Has Athens done enough? This weekend is all about whether the Greek’s international creditors, the troika, think actions taken and measures on the table make enough good economic sense. If they do it unlocks another 31.5 billion euro slice of aid.
Today the finance ministry is making its report, and tomorrow Prime Minister Antonis Samaris will meet with the ECB, IMF and EU.
Clashes with police in Thessaloniki last night showed what many Greeks think of an expected new wave of public spending cuts draining another 11.5 billion euros from the economy over the next two years.
For some the EU is clearly at fault for their plight. They have support from some who think that notably Germany can offer a better deal.
Financier and philanthropist George Soros says that, if the crunch comes, rather than throwing Greece out of the eurozone it might be better if Germany went its own way:
“I think Germany should either lead in developing a growth policy, political union and burden-sharing, accept the cost of leadership, or leave through an amicable arrangement that would preserve the European Union,” he said.

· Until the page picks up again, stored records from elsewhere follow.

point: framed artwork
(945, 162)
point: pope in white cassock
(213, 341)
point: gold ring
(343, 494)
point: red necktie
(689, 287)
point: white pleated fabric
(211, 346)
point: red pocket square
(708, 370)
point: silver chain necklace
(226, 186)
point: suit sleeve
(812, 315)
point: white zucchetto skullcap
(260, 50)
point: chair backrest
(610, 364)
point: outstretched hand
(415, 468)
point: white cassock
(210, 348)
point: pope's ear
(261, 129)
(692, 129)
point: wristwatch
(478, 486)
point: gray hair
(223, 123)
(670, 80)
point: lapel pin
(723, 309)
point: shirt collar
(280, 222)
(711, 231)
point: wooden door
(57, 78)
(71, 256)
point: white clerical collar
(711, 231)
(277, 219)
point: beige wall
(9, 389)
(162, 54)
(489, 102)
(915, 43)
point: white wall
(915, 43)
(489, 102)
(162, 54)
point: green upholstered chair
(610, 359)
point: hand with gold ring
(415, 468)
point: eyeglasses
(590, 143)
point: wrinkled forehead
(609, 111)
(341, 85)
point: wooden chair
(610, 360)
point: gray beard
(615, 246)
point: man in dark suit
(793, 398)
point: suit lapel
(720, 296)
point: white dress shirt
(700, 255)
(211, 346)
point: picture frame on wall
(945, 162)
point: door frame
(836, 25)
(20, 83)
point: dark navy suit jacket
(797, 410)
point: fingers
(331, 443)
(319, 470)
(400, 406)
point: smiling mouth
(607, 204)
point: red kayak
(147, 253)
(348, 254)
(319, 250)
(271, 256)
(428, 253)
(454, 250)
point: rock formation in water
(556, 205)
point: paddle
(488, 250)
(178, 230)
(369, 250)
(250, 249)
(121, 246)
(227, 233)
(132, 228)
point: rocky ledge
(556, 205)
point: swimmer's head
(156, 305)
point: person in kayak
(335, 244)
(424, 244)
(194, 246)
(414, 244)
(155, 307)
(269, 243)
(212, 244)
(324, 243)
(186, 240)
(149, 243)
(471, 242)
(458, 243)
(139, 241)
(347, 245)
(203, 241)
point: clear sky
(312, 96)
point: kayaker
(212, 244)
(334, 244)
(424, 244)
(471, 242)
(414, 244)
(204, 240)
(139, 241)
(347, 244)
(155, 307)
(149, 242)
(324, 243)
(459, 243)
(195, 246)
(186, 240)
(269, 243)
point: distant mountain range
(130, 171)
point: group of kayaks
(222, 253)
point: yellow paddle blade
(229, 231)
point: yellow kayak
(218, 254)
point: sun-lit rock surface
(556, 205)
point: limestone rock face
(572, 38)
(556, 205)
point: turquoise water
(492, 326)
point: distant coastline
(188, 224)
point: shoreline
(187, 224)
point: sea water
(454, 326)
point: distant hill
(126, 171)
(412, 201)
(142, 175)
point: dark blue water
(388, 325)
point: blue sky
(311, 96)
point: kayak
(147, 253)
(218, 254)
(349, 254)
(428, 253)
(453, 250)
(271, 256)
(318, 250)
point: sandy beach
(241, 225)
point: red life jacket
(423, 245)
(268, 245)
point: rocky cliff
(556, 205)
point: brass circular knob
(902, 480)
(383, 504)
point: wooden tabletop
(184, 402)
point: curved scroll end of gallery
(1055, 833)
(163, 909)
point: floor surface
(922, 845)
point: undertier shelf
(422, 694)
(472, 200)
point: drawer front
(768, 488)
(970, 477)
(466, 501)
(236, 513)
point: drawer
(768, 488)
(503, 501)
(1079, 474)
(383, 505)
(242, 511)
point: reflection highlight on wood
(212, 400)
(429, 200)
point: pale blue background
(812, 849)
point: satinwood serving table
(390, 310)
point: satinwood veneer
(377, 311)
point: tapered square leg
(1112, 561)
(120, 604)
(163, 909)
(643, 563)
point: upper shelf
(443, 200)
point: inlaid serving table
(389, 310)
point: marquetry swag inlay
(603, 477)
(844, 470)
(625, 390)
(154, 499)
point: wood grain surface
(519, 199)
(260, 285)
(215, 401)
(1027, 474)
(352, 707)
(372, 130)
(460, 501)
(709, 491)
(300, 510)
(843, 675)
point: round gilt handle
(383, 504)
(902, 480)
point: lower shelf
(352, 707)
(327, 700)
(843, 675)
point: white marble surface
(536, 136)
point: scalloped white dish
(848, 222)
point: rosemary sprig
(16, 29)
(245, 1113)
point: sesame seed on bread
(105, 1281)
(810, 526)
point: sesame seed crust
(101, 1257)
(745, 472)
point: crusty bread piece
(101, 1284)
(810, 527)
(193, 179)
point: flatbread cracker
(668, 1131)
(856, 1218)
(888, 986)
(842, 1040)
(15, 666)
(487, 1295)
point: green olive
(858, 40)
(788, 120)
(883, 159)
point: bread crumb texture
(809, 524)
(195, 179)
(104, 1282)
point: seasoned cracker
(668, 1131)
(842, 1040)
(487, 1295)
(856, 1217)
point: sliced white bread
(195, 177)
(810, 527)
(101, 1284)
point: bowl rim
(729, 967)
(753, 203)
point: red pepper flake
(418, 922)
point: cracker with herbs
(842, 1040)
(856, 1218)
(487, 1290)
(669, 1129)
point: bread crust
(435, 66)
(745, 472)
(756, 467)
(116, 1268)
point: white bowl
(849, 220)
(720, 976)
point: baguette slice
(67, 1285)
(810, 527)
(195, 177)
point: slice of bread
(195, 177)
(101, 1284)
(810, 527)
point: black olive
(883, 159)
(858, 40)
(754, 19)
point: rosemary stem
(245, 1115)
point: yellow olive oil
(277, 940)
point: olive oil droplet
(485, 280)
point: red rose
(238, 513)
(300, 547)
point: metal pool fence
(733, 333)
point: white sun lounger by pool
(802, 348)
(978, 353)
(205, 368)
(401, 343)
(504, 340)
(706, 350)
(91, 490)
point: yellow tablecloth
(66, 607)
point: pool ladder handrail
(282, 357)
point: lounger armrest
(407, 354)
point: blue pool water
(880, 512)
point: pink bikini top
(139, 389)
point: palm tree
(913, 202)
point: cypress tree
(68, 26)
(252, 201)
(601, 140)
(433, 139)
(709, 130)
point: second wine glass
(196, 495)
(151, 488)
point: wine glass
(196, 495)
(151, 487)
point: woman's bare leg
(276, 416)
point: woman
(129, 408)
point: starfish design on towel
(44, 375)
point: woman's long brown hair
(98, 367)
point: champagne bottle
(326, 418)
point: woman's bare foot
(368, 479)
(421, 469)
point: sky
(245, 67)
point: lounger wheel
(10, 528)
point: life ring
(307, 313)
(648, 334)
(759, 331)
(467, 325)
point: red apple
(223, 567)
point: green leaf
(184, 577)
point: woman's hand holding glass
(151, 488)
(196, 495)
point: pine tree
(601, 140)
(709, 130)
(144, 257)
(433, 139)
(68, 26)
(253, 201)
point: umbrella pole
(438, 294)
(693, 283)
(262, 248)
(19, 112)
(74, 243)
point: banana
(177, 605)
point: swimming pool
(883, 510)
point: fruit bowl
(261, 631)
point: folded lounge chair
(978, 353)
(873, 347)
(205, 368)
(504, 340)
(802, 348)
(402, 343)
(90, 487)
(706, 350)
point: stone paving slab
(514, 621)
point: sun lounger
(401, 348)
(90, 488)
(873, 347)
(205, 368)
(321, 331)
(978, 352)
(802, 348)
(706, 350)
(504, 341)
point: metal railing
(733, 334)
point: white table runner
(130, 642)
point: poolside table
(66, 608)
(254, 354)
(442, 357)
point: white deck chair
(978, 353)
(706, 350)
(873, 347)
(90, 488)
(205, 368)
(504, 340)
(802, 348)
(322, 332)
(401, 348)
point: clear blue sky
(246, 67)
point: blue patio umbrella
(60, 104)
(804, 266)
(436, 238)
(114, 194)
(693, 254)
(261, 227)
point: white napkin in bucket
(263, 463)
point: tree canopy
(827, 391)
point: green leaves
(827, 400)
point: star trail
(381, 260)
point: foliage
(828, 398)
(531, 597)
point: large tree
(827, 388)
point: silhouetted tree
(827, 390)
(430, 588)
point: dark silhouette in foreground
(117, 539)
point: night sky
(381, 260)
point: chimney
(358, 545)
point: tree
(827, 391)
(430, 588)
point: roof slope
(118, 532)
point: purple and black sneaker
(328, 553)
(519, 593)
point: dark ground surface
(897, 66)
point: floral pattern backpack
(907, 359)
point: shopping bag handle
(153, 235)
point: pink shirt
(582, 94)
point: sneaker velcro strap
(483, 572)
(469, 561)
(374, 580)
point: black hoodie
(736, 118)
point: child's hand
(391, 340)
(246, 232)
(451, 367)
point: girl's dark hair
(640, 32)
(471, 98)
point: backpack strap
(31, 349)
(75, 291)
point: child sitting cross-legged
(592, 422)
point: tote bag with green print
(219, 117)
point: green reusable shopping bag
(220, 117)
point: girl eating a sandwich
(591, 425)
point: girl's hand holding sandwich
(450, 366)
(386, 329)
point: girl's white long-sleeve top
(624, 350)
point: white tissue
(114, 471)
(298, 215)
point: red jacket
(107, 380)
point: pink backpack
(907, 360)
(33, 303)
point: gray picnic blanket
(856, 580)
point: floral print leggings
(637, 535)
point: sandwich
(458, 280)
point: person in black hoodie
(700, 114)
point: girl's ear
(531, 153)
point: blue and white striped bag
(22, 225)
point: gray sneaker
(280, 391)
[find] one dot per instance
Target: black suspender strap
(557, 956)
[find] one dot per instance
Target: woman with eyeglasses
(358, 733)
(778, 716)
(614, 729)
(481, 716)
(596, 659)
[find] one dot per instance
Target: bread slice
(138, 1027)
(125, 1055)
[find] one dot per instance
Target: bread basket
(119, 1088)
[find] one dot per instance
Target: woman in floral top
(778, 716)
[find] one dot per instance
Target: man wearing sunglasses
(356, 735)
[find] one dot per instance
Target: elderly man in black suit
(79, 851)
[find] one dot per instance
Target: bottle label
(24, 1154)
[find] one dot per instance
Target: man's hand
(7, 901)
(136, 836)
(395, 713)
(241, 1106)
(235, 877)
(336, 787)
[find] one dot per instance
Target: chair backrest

How the French might feel about their key partner going it alone leaving them to lead a “latin” eurozone is anyone’s guess, but protests that the EU game is up if they have to pay for it are growing in Germany.
Some 700 people assembled on the steps of Karlsruhe Constitutional Court on Sunday. On Wednesday it rules on the legality of the European Stability Mechanism. They were protesting against what they see as an impingement on national budgetary sovereignty.